You made sure that removing the critical section gave you 268 ms of optimization in the application execution time. To understand the impact of your changes and how the CPU utilization has changed, re-run the Locks and Waits analysis on the optimized code and compare results:
Compare Results Before and After Optimization
Run the Locks and Waits analysis on the modified code.
Click the Compare Results button on the VTune Amplifier toolbar.
The Compare Results window opens.
Specify the Locks and Waits analysis results you want to compare:
The Summary window opens providing the statistics for the difference between collected results.
Identify the Performance Gain by Metrics
The Result Summary section of the Summary window shows that after optimization all critical metric values has reduced significantly. The Elapsed Time data shows the optimization of 4 seconds for the whole application. Wait Time decreased by 20.5 seconds, Wait Count - by 24,570.
The Locks and Waits analysis adds an overhead to the application execution. The overhead often depends on the number of threads and synchronization objects used in the application. This is the reason why Elapsed time data provided in the Summary window may differ from the data reported after the application launch outside of the VTune Amplifier.
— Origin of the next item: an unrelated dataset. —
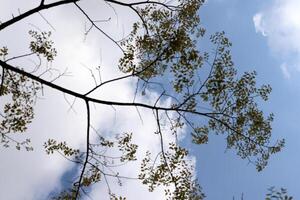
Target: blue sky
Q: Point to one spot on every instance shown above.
(224, 175)
(265, 37)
According to the Thread Concurrency histogram, after optimization (an orange bar) 4 threads ran in parallel effectively utilizing CPU cores for 14 seconds, which is categorized by the VTune Amplifier as the Ideal processor utilization. The previous version of the application ran on 4 threads for 11.5 seconds.
In the Bottom-up pane, locate the OpenMP* critical section you identified as a bottleneck in your code. Since you removed it during optimization, the optimized result r003lw does not show any performance data for this synchronization object. If you collapse the Wait Time:Difference by Utilization column by clicking the button, you see that with the optimized result you got almost 12 seconds of optimization in Wait time. Using dynamic scheduling for the threads barrier gave you 4.5 seconds of optimization in Wait time.
Compare Timeline Data
Open the optimized result of the Locks and Waits analysis r003lw, click the Bottom-up tab and analyze the Timeline pane.
The optimized result does not have transitions anymore. Though the threads are not fully balanced, the wait regions have reduced.
Compare analysis results regularly to look for regressions and to track how incremental changes to the code affect its performance. You may also want to use the VTune Amplifier command-line interface and run the
amplxe-cl command to test your code for regressions. For more details, see the Command-line Interface Support section in the VTune Amplifier online help.